“Look here, Jim,” she began slowly, “do you know what you’re doing? Well, you’re making me tired!” In spite of himself, a half-superstitious thrill went through him as her words and attitude recalled the dead Scranton. “Do you suppose that I don’t know that you ran away the night of the fire? Do you suppose that I don’t know that you were next to ruined that night, and that you took that opportunity of skedaddling out of the country with all the money you had left, and leaving folks to imagine you were burnt up with the books you had falsified and the accounts you had doctored! It was a mean thing for you to do to me, Jim, for I loved you then, and would have been fool enough to run off with you if you’d told me all, and not left me to find out that you had lost my money—every cent Cutler had left me in the business—with the rest.”
With the fatuousness of a weak man cornered, he clung to unimportant details. “But the body was believed to be mine by every one,” he stammered angrily. “My papers and books were burnt,—there was no evidence.”
“And why was there not?” she said witheringly, staring doggedly in his face. “Because I stopped it! Because when I knew those bones and rags shut up in that office weren’t yours, and was beginning to make a row about it, a strange man came to me and said they were the remains of a friend of his who knew your bankruptcy and had come that night to warn you,—a man whom you had half ruined once, a man who had probably lost his life in helping you away. He said if I went on making a fuss he’d come out with the whole truth—how you were a thief and a forger, and”—she stopped.
“And what else?” he asked desperately, dreading to hear his wife’s name next fall from her lips.
“And that—as it could be proved that his friend knew your secrets,” she went on in a frightened, embarrassed voice, “you might be accused of making away with him.”

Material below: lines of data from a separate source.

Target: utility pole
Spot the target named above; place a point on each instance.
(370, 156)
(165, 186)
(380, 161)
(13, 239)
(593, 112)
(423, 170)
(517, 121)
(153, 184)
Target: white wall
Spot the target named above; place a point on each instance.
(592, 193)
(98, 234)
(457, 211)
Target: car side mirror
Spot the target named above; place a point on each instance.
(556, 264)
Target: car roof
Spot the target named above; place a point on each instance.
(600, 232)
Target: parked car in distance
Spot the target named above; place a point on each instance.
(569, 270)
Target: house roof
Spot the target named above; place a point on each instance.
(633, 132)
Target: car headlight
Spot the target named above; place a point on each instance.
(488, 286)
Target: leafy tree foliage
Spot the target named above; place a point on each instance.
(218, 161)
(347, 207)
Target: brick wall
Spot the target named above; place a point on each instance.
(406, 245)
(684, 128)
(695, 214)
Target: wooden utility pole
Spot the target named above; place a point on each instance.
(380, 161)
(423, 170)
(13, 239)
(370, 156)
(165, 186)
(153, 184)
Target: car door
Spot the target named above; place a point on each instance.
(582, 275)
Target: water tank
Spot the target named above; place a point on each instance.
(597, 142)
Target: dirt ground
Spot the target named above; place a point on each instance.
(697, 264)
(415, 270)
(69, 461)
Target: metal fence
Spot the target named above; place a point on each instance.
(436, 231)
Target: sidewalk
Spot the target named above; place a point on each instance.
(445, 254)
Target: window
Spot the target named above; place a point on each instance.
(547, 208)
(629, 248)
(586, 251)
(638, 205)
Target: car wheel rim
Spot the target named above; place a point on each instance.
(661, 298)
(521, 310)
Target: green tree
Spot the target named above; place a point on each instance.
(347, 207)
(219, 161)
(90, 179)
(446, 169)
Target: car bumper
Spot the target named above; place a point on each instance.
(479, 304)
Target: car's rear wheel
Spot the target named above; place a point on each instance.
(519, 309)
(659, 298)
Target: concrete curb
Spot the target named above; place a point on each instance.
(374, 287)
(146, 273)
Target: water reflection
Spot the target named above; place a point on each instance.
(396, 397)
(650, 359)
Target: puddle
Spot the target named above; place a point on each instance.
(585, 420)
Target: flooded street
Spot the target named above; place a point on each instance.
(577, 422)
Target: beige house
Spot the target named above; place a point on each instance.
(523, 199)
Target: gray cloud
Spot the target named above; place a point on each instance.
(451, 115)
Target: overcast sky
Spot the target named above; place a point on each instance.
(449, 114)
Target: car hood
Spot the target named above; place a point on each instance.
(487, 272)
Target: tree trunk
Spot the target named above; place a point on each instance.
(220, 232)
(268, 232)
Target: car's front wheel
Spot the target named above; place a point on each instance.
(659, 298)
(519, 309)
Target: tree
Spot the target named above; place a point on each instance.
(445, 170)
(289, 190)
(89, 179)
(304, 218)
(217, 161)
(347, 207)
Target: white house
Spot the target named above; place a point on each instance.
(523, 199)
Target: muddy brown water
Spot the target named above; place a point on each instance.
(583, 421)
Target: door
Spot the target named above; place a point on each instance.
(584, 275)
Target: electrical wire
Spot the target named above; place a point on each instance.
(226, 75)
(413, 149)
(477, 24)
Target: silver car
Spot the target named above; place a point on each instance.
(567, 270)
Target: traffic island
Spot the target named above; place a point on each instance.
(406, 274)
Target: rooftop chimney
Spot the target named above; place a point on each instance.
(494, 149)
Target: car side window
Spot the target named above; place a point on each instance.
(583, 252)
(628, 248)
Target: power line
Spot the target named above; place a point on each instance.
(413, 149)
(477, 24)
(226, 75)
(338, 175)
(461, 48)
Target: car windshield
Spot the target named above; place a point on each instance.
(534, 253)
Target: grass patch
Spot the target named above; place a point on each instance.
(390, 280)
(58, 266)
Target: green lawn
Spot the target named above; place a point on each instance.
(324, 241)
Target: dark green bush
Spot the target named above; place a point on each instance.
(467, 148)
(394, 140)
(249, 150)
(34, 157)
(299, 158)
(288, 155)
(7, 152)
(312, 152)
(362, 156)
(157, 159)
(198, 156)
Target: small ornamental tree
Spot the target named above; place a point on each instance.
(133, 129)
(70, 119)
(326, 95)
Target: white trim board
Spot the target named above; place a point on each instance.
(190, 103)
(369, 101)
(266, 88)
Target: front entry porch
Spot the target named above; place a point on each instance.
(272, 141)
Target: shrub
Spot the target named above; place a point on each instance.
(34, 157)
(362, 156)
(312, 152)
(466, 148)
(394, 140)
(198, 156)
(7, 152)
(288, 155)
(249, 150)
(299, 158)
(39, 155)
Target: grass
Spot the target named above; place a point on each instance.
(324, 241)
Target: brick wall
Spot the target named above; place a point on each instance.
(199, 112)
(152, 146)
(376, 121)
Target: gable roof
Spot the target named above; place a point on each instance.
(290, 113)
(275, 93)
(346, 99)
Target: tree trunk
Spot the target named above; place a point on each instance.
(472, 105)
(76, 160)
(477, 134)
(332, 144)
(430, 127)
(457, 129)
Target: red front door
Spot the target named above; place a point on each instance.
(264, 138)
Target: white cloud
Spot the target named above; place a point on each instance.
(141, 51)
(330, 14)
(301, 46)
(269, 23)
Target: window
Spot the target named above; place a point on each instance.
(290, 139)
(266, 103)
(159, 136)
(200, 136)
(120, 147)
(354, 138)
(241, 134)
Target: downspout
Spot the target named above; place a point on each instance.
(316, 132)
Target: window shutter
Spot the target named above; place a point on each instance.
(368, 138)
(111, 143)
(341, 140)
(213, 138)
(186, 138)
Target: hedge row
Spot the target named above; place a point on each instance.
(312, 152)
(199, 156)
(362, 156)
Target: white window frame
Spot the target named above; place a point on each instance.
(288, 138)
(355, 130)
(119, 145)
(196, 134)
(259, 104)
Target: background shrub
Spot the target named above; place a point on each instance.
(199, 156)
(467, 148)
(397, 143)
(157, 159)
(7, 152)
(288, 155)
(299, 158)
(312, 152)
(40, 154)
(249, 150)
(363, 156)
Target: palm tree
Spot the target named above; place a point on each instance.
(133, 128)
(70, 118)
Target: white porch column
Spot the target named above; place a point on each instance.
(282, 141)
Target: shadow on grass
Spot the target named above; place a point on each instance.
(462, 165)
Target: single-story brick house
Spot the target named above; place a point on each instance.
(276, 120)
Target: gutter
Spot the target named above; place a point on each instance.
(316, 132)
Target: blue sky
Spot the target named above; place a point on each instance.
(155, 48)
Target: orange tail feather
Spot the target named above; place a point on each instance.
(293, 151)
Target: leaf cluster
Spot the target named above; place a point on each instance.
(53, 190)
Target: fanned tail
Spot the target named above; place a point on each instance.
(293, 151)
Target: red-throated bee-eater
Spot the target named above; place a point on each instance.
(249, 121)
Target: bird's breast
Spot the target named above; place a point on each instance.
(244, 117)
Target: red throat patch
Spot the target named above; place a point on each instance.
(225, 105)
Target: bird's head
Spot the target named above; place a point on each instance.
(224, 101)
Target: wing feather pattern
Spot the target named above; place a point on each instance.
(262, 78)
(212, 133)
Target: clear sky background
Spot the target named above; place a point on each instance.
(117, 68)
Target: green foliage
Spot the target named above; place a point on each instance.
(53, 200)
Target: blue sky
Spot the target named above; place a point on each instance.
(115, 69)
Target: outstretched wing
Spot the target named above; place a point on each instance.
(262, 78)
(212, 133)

For a moment James Smith was appalled; he had never thought of this. As in all his past villainy he was too cowardly to contemplate murder, he was frightened at the mere accusation of it. “But,” he stammered, forgetful of all save this new terror, “he knew I wouldn’t be such a fool, for the man himself told me Duffy had the papers, and killing him wouldn’t have helped me.”
Mrs. Cutler stared at him a moment searchingly, and then turned wearily away. “Well,” she said, sinking into her chair again, “he said if I’d shut my mouth he’d shut his—and—I did. And this,” she added, throwing her hands from her lap, a gesture half of reproach and half of contempt,—“this is what I get for it.”
More frightened than touched by the woman’s desperation, James Smith stammered a vague apologetic disclaimer, even while he was loathing with a revulsion new to him her draggled finery, her still more faded beauty, and the half-distinct consciousness of guilt that linked her to him. But she waved it away, a weary gesture that again reminded him of the dead Scranton.